Niyazi BEKİ
Tezkiye ve sicil amirliği
Bilindiği üzere her kurumun en üst yetkilisi sicil âmiridir. Sicil amiri geniş perspektifiyle, uzun tetkikleriyle, kapsamlı görgüsüyle, kuşatıcı bilgisiyle kimin nasıl bir pozisyonda, ne gibi bir performans gösterdiği, yapması gereken iş hayatında nasıl bir başarı elde ettiğini çok iyi bilir ve buna göre âdil bir değerlendirme yaparak herkesin hak ettiği puanı verip derecesini tescil eder.

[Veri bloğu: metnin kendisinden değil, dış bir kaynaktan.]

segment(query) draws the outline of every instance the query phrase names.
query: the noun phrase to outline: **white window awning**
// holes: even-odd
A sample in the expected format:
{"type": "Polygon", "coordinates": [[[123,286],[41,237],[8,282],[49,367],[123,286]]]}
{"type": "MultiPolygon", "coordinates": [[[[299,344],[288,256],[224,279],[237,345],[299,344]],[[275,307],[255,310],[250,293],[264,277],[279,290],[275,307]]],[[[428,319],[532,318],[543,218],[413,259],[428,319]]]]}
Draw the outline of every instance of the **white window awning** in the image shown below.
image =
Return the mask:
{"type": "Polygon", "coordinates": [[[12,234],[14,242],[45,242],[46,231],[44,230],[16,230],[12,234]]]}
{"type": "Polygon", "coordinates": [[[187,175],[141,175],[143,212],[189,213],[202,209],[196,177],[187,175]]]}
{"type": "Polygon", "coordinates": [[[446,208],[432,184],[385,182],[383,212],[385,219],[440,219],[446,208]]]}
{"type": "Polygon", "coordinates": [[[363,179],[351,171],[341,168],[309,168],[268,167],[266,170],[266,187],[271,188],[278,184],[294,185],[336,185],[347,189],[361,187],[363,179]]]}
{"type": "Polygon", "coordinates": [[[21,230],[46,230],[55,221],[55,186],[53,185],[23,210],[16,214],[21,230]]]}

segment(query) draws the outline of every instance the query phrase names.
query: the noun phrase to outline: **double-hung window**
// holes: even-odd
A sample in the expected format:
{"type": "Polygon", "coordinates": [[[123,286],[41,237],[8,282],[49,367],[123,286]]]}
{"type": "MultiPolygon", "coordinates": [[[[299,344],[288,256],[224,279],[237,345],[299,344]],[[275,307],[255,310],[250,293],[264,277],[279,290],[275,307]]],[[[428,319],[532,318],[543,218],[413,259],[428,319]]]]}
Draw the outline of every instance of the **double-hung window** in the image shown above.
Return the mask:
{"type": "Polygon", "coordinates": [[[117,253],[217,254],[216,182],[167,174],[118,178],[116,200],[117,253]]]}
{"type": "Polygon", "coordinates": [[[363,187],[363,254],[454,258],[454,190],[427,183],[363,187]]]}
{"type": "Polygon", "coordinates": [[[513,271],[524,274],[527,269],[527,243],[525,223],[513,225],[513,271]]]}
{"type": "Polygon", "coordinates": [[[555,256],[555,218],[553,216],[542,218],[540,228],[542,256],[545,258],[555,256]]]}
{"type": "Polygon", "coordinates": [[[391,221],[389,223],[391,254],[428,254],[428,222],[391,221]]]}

Tembel ile çalışkan olanı, maharet sahibi kimse ile beceriksiz olanı, görevini hakkıyla yapan kimse ile vurdumduymaz kimseleri birbirinden ayıran, ödülleri kazananlar ile kaybedenlerin gerçek kişiliklerini gösteren böyle bir değerlendirme, memurların, işçilerin kendi inisiyatiflerine bırakılamayacak kadar önemli olduğu ortadadır. Böyle bir kaçakçılığa tevessül edenlerin görevden atılmaları bile söz konusu olabilir.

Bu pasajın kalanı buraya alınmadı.